Ne pas prévoir

Written by Aldor

On est souvent tenté, pour mieux se préparer aux choses, d’essayer de les imaginer, en espérant qu’ainsi, l’avenir, plus familier, sera moins déstabilisant. Nous passons ainsi une bonne partie de notre temps à nous projeter dans le futur, à essayer de prévoir ce dont demain sera fait, comme ces ordinateurs de Wargames qui moulinent, jour et nuit, des milliers de scénarios de guerre pour élaborer la meilleure stratégie possible.

Et puis une jour, cet avenir que nous avions tenté d’imaginer arrive enfin, dans son irréductible réalité, et, patatras ! tous les plans que nous avions faits sur la comète, tous les beaux châteaux que nous avions construits en Espagne, tous les cauchemars qui nous avaient tenu éveillé les nuits précédentes se dissolvent dans un présent tout neuf et qui n’a rien à voir car les choses, tout simplement, ne sont pas telles que nous les avions prévues.

Et voilà que toutes nos imaginations, tous nos scénarios, toutes les tactiques que nous avions élaborées dans la tour d’ivoire de notre esprit, s’effondrent et se dégonflent, perdent leur pertinence et deviennent inutilisables.
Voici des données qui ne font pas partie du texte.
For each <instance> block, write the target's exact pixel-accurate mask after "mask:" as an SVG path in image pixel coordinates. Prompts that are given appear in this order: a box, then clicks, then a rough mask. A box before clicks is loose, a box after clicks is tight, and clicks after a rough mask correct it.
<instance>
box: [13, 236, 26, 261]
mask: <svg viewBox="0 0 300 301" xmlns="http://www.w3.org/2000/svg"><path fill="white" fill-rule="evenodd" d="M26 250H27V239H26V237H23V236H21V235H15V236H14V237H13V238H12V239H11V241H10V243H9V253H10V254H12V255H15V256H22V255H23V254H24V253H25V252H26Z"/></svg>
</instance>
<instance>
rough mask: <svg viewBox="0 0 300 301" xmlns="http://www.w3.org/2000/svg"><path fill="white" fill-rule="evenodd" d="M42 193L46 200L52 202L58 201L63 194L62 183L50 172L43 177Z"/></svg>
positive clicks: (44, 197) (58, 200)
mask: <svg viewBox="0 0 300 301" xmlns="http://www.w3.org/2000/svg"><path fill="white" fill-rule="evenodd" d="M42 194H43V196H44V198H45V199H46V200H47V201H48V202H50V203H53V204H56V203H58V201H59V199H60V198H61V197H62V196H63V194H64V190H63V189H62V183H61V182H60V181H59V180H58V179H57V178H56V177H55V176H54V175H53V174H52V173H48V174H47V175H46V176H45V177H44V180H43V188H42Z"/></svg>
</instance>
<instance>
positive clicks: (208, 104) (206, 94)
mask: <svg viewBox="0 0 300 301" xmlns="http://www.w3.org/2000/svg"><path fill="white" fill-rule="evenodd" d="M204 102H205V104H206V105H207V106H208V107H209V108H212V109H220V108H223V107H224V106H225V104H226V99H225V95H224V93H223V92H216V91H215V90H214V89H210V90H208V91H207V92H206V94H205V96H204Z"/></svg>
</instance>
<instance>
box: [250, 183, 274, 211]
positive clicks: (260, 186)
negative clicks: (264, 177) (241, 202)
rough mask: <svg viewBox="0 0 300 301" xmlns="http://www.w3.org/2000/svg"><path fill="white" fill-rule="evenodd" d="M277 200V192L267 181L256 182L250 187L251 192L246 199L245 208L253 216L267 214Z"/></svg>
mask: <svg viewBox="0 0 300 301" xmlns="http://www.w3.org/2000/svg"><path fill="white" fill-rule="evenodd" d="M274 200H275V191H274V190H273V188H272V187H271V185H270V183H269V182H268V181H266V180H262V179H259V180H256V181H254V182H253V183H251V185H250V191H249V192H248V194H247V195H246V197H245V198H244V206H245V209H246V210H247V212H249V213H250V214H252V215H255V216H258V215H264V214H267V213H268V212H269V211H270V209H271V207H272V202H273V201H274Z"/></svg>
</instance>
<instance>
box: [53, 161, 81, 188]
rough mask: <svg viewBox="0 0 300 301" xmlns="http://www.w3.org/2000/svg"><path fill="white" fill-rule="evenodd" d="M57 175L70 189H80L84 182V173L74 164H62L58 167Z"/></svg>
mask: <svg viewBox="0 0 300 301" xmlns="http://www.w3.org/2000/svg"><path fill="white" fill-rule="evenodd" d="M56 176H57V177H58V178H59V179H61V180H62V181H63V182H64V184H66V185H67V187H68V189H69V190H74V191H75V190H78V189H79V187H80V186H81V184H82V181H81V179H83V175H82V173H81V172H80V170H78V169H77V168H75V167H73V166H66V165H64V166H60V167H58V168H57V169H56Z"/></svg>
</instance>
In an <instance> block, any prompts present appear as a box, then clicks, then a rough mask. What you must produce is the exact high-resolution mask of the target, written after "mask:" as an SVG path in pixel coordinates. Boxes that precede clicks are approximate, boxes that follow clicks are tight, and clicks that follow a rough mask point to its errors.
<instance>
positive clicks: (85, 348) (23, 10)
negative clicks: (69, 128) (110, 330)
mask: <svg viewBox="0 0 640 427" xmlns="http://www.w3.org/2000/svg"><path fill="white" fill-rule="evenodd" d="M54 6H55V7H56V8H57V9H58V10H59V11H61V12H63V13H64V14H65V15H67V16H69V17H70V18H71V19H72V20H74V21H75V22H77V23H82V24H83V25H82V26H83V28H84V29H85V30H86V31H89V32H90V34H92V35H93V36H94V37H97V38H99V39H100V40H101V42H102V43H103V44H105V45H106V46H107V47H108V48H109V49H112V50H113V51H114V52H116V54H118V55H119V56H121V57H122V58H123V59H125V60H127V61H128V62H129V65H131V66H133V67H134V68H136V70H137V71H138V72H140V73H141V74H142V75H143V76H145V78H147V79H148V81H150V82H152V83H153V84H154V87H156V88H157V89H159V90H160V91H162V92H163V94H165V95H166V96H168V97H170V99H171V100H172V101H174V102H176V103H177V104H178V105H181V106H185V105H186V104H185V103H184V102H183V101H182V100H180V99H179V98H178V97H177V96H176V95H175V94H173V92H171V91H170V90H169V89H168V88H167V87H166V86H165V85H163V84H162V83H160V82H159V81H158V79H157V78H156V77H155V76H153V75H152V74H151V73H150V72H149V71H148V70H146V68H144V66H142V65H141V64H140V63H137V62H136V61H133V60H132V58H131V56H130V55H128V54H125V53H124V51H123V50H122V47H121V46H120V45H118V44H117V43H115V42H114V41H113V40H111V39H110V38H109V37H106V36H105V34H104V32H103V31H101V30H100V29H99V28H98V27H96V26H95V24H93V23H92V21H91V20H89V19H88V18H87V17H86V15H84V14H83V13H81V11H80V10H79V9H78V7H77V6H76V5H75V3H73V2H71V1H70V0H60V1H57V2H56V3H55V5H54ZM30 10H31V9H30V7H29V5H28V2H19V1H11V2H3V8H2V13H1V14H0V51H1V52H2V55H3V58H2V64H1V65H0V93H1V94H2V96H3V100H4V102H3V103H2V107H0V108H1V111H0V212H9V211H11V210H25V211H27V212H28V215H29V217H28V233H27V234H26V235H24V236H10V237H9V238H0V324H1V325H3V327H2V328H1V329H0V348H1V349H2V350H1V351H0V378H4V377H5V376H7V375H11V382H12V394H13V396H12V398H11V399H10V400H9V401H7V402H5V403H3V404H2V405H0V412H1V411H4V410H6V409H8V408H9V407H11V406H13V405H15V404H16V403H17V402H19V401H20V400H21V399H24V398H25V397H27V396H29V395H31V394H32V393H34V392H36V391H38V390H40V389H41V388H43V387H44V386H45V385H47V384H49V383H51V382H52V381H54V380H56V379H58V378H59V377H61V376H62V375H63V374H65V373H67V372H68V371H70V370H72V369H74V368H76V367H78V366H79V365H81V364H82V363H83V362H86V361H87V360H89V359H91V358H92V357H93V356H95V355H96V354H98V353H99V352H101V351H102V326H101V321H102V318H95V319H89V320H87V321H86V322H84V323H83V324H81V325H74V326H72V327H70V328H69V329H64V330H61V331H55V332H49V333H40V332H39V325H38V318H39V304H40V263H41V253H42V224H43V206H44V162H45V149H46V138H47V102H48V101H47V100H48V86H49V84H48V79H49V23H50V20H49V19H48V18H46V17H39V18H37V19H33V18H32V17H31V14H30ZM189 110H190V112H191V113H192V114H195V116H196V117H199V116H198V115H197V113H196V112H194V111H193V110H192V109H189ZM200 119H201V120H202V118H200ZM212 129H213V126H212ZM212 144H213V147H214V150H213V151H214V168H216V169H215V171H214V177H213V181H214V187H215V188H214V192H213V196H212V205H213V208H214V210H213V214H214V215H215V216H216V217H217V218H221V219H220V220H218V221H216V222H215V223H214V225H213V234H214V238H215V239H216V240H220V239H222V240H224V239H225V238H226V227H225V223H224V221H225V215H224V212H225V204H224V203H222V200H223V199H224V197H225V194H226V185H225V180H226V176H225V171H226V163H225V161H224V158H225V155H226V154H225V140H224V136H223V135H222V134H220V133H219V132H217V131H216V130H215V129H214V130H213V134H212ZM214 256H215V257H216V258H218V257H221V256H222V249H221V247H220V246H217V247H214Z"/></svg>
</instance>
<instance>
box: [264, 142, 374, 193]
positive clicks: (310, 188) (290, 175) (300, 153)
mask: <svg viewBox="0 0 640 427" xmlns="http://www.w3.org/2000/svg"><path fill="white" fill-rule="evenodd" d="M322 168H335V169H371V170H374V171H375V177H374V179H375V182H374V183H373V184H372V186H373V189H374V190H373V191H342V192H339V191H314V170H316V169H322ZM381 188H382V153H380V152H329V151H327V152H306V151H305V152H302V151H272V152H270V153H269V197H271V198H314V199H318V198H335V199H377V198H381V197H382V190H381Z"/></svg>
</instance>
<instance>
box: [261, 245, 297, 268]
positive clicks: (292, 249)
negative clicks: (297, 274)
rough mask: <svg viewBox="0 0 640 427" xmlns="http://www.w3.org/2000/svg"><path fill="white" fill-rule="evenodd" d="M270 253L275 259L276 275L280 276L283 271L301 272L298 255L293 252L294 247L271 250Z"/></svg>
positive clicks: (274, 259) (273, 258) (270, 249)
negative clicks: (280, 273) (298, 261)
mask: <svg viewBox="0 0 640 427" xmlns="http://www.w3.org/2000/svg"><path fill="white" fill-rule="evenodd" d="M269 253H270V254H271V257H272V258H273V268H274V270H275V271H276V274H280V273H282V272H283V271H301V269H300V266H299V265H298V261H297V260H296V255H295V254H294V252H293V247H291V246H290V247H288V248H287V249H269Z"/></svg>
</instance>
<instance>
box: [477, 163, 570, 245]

Pire encore : elles que nous avions pensées et suscitées dans l’espoir qu’elles nous seraient une aide se retournent en boulet, en poids lourd, en œillères qui nous empêchent de voir les choses, de les sentir, de les saisir, telles qu’elle sont. Et voici que, voulant nous raccrocher au scénario 18, 13 ou 256, nous agissons de travers, enchaînons maladresse sur maladresse, trébuchons et trébuchons encore car ce scénario, qui possédait sa logique propre, n’est pas adapté au présent que nous vivons : et nous voici devenus comme ces robots des Temps modernes qui, en dépit du déraillement du processus en amont de la chaîne, continuent leur tâche  comme si de rien n’était, multipliant les catastrophes.

Il faut lutter contre cette propension que nous avons a essayer de prévoir, de préjuger, d’imaginer l’avenir. Comme le montrent les vieux romans de science-fiction, il est rare que l’avenir ressemble à nos prévisions, et c’est pourquoi celles-ci, bien souvent, nous gênent plus qu’elles ne nous aident.

Comments: 2

  1. Pour avoir tout récemment relu « Fahrenheit 451 », je ne suis pas tout à fait d’accord avec la dernière phrase… Par certains côtés, les auteurs de science-fiction peuvent être visionnaires. Ou bien alors ils sont plus attentifs aux changements autour d’eux et anticipent avant nous leur suite logique.

    • Aldor says:

      Vous avez tout à fait raison, Joëlle. Et d’ailleurs, cette chute était un peu facile, un peu bébête.

      Ce que je dis vaut, à mon sens, pour les attitude personnelles, pas pour les comportements collectifs ou la psychohistoire à la Hari Seldon – pour reparler de science-fiction que j’aime personnellement beaucoup.

      Bonne soirée, Joëlle. Et merci de votre visite.